Academic integrity is doing your own work and giving credit to others for their work. You must show integrity in all of your work at university.
Our top tips
Academic integrity involves good academic practice. You should:
Engage your own thinking
Thinking critically about what you read allows you to develop the confidence to draw your own conclusions instead of simply repeating what others have written.
Take good notes
It is easy to forget where you got something from so when taking notes write down all the details you might need including page numbers. If you had to read it to know it, you’ll need to reference it!
Show the sources that have influenced your thinking
You are part of an academic community and need to show how what you have read has influenced your thinking and developed your ideas.
Reference accurately and fully
Whenever you use the ideas and thoughts of someone else, you must include a reference.
Familiarise yourself with Brookes’ principles of academic conduct
Learn more about Academic integrity
It's essential to know how to make good decisions about academic integrity during all stages of your work. Brookes students can log-in and complete this short course on Moodle to find out more about what academic integrity means and how it relates to all aspects of your studies:
You need to avoid
Plagiarism
Presenting or submitting someone else's work (words or ideas), intentionally or unintentionally, as your own.
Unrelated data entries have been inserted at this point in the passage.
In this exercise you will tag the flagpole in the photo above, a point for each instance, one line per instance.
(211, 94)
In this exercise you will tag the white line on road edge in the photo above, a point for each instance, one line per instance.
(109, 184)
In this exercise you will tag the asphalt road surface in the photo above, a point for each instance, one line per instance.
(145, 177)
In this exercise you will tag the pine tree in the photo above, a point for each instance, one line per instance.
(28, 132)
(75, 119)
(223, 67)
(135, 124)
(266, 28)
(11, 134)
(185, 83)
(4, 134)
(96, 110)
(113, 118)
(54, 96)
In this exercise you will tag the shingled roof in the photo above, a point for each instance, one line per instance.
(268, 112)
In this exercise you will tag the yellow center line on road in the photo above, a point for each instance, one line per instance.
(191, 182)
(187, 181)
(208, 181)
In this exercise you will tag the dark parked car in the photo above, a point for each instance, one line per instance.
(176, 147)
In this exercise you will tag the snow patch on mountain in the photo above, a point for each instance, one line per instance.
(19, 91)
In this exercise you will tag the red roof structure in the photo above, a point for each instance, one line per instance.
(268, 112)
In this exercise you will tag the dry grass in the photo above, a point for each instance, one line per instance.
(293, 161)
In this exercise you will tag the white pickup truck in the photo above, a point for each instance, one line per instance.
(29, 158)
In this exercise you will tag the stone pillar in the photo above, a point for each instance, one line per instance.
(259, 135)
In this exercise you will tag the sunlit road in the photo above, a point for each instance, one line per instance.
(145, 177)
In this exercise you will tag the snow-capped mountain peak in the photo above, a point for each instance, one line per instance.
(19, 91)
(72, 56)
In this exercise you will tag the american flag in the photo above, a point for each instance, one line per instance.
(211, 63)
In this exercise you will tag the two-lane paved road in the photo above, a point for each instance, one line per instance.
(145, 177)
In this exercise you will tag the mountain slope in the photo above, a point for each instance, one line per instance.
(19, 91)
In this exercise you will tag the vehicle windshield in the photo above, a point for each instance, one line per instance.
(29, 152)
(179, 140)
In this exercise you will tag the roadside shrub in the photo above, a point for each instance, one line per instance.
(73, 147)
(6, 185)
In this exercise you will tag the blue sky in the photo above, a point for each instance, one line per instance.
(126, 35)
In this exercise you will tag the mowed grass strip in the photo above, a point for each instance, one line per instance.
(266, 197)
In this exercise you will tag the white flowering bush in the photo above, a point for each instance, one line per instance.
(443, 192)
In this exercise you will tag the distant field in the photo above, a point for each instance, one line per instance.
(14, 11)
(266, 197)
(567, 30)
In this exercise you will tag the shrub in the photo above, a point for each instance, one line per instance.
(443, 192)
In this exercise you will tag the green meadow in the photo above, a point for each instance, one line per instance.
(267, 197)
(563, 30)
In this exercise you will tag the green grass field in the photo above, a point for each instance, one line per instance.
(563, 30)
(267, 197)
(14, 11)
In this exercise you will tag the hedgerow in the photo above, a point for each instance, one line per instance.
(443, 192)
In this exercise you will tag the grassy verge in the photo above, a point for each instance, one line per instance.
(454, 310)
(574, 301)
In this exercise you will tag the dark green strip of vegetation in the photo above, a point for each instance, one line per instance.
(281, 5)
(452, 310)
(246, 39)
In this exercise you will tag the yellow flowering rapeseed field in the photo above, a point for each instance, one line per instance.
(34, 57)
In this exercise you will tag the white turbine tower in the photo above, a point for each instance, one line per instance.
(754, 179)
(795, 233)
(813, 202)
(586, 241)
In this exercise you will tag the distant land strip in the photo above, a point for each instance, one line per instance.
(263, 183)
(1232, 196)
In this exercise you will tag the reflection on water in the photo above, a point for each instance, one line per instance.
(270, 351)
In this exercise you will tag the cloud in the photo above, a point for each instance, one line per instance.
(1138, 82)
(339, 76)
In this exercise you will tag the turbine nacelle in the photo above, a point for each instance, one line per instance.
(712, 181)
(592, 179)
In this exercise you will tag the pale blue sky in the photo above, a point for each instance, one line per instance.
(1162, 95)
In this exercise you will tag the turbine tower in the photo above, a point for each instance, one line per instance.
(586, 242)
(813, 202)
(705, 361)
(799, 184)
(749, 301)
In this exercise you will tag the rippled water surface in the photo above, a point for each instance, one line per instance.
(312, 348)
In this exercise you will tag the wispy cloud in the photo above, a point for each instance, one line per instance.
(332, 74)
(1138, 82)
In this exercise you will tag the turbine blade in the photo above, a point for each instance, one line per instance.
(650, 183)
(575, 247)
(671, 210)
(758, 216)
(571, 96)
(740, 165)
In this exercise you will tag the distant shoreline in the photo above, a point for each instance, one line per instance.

This is considered to be a form of cheating.
Inadequate paraphrasing
Changing a few words and phrases from the original text but retaining too much of the original structure and expressions.
Collusion
Working with others but submitting the assignment as your own individual work.
Duplication
Submitting work for one module which has been assessed and passed in another.
Falsification
Including false data in assignments, eg quotations that no one actually said, or statistics that are invented.